A Beautiful Mind (Ron Howard, USA, 2001): Talk about an insult to the intelligence. The problem isn't that it's unfaithful to John Nash's life, it's that it's not faithful to anyone's life. Russell Crowe and Jennifer Connelly work their asses off so that it's only the third or fourth least plausible movie romance of all time. C MINUS

Talk to Me (Kasi Lemmons, USA, 2007): Muddled both politically and chronolgically -- the whole thing seems stuck in the Seventies instead of spanning twenty years. That only matters a little, because the performers are Don Cheadle and Chiwetel Ejiofor and the indomitable Taraji P. Henson, who, in total contrast to Hustle & Flow, is louder than her Pam Grier outfits: Tarantino should make her tribute now.
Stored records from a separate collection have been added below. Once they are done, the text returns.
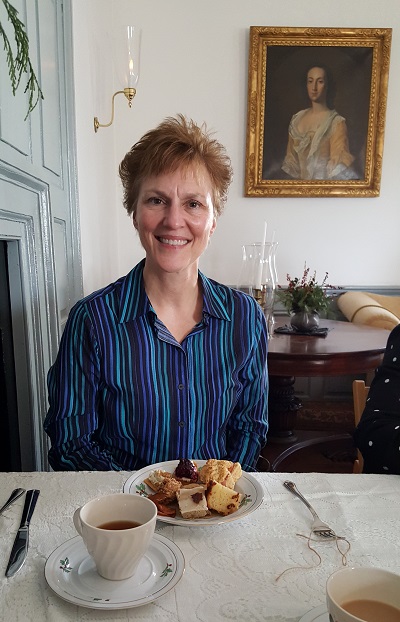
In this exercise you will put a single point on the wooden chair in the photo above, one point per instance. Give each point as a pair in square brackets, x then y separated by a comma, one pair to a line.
[360, 393]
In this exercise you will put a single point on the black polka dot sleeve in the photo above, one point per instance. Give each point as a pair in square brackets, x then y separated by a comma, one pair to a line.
[378, 433]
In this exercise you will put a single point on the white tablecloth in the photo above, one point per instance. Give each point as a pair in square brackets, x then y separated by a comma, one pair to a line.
[230, 569]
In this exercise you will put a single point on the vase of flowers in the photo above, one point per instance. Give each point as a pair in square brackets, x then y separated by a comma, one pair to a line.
[304, 299]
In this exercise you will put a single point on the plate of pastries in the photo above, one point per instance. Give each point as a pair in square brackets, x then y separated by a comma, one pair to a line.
[197, 492]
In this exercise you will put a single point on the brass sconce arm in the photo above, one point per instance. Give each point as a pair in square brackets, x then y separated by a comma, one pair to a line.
[129, 94]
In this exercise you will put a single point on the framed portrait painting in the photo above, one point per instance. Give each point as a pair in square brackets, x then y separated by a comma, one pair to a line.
[316, 111]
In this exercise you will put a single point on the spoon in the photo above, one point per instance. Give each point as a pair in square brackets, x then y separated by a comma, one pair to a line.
[16, 494]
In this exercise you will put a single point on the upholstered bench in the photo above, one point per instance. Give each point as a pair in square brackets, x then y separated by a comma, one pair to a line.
[372, 309]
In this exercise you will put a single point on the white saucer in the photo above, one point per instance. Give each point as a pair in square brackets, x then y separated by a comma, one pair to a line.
[319, 614]
[71, 573]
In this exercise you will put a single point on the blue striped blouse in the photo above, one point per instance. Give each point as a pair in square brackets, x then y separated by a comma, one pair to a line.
[123, 393]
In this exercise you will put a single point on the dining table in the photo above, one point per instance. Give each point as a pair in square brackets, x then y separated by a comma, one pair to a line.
[264, 566]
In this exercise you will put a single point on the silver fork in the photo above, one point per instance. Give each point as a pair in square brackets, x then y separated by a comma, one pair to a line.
[318, 527]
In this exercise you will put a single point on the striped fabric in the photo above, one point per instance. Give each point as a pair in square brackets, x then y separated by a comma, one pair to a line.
[123, 393]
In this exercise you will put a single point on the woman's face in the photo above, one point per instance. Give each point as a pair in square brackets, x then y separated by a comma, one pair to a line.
[175, 218]
[316, 85]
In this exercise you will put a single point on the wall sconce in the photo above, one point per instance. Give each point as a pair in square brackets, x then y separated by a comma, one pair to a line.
[127, 59]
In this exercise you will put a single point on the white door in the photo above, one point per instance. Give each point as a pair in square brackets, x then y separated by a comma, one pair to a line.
[38, 210]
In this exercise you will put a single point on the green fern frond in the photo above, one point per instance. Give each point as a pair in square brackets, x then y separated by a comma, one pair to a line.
[20, 63]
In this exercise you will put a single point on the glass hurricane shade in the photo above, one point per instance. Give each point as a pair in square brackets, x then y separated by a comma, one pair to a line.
[127, 57]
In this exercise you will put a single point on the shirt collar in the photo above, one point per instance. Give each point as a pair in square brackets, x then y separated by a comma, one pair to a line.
[135, 303]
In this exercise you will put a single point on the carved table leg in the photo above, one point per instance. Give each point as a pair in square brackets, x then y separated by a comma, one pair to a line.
[282, 409]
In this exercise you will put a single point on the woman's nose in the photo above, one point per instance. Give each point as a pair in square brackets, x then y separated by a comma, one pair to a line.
[174, 214]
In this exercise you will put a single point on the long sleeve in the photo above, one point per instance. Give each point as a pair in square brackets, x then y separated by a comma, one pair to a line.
[248, 425]
[123, 393]
[378, 433]
[73, 384]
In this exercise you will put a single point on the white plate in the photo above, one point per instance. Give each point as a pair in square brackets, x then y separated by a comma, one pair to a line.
[247, 485]
[319, 614]
[71, 573]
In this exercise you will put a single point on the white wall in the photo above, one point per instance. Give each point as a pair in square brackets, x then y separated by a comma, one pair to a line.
[194, 61]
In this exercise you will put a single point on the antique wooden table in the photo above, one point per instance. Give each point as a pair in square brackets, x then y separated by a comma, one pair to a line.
[347, 349]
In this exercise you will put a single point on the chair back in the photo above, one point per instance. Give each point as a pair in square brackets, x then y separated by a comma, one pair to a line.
[360, 394]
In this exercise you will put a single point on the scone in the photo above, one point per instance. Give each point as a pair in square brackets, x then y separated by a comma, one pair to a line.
[222, 499]
[192, 502]
[224, 472]
[163, 482]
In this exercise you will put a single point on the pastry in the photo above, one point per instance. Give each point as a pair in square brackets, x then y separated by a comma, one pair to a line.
[224, 472]
[222, 499]
[192, 502]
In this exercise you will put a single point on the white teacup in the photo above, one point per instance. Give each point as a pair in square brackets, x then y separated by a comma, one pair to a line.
[117, 530]
[363, 594]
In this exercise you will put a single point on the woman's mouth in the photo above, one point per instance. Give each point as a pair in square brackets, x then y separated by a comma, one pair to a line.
[172, 241]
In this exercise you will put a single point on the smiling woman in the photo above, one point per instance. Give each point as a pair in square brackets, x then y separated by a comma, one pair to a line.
[164, 363]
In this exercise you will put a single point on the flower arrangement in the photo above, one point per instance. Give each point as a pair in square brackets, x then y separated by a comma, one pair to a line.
[305, 294]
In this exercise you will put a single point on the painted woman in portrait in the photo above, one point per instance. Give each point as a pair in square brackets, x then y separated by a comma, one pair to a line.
[318, 146]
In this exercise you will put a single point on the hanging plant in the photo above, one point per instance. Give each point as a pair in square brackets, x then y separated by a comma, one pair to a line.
[19, 63]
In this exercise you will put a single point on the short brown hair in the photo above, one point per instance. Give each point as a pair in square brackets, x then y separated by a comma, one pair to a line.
[175, 142]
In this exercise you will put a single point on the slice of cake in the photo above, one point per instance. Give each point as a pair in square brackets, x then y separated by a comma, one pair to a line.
[192, 501]
[222, 499]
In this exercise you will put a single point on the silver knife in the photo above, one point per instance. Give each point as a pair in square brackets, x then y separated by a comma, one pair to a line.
[21, 542]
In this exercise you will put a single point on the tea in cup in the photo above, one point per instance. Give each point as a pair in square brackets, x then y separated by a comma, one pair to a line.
[363, 594]
[117, 530]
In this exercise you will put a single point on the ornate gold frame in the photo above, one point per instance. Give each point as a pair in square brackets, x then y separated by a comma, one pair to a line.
[372, 44]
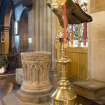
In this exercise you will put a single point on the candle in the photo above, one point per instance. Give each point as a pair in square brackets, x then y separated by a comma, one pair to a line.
[85, 33]
[65, 24]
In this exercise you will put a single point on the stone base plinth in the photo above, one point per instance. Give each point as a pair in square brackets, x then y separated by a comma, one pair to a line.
[34, 97]
[13, 100]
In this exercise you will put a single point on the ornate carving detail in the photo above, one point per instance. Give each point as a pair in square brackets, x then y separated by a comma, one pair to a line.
[35, 70]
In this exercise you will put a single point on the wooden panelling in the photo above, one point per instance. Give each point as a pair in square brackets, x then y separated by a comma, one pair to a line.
[77, 69]
[42, 26]
[97, 5]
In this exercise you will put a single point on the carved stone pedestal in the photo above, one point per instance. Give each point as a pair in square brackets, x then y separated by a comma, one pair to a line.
[36, 85]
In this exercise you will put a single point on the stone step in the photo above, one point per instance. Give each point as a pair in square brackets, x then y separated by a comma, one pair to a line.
[90, 89]
[11, 99]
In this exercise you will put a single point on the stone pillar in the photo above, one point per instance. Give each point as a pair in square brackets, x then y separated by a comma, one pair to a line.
[36, 85]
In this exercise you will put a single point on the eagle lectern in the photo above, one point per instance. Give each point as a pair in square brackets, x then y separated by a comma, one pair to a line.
[67, 12]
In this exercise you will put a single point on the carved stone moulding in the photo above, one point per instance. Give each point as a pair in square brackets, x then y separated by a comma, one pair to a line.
[36, 85]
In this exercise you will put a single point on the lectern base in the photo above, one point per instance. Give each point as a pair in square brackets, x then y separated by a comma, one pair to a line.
[13, 100]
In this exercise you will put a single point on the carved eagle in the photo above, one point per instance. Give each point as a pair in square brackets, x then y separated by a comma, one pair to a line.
[75, 15]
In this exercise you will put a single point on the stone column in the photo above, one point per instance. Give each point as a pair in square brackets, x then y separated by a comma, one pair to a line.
[36, 85]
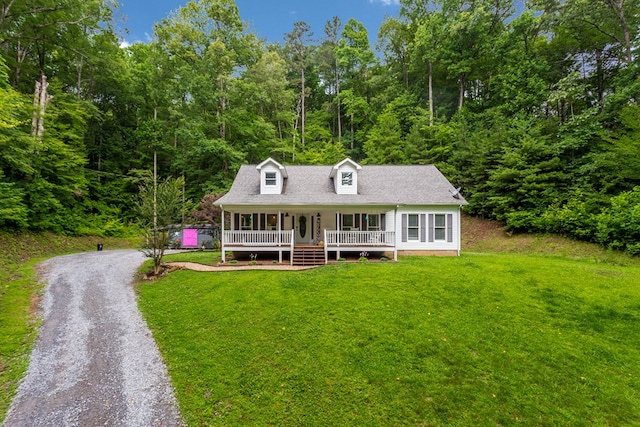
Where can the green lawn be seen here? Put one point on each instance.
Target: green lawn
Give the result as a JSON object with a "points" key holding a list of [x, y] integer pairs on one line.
{"points": [[499, 339]]}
B PLUS

Superbad (Greg Mottola, USA, 2007): Pretty funny, but it seems like it was written by teenage boys. What? It was? B PLUS

Hot Rod (Akiva Schaffer, USA, 2007): Yep, another movie where the man-child gets the girl because the man-man is an asshole or a lawyer or something. Funny, I remember my peers when I was fourteen being much dickwadier than my peers now (except you, Mike). C

Away from Her (Sarah Polley, Canada, 2006): Who was the last filmmaker who displayed such a command of narrative first time up -- Charles Laughton? Sure, it helps to be working from an Alice Munro story, but Polley neatly fills out the story of an Alzheimer's suffer (Julie Christie) and her husband (Gordon Pinsent), strengthening Munro's spiralling ironies with some sharp gags (the hockey commentator who can't give up his job, even in the nursing home, lets Polley get a wicked cheap shot in on Pinsent's character), though the movie's ending gnaws at you rather than crushing you. Christie is as exceptional as you've heard: many actresses could get the tics right, and the great ones could stand up to Polley's camera circling their tear-stained faces, but who else could sustain the perfect tone throughout the picture? Wise, frightened and sly, irresistible and unforgettable -- except there's no such thing. A

Office Space (Mike Judge, USA, 1999): Threatens to undermine capitalism for a few minutes. Soon wusses out into fantasies of Jennifer Aniston, but remains funny. B

The Warlords (Peter Chan, China, 2007): Watched it without subtitles and my Mandarin is non-existent, so no rating, but seemed good for what it was -- blood brotherhoods breaking and impalements galore. Jet Li looked strangely like a good actor.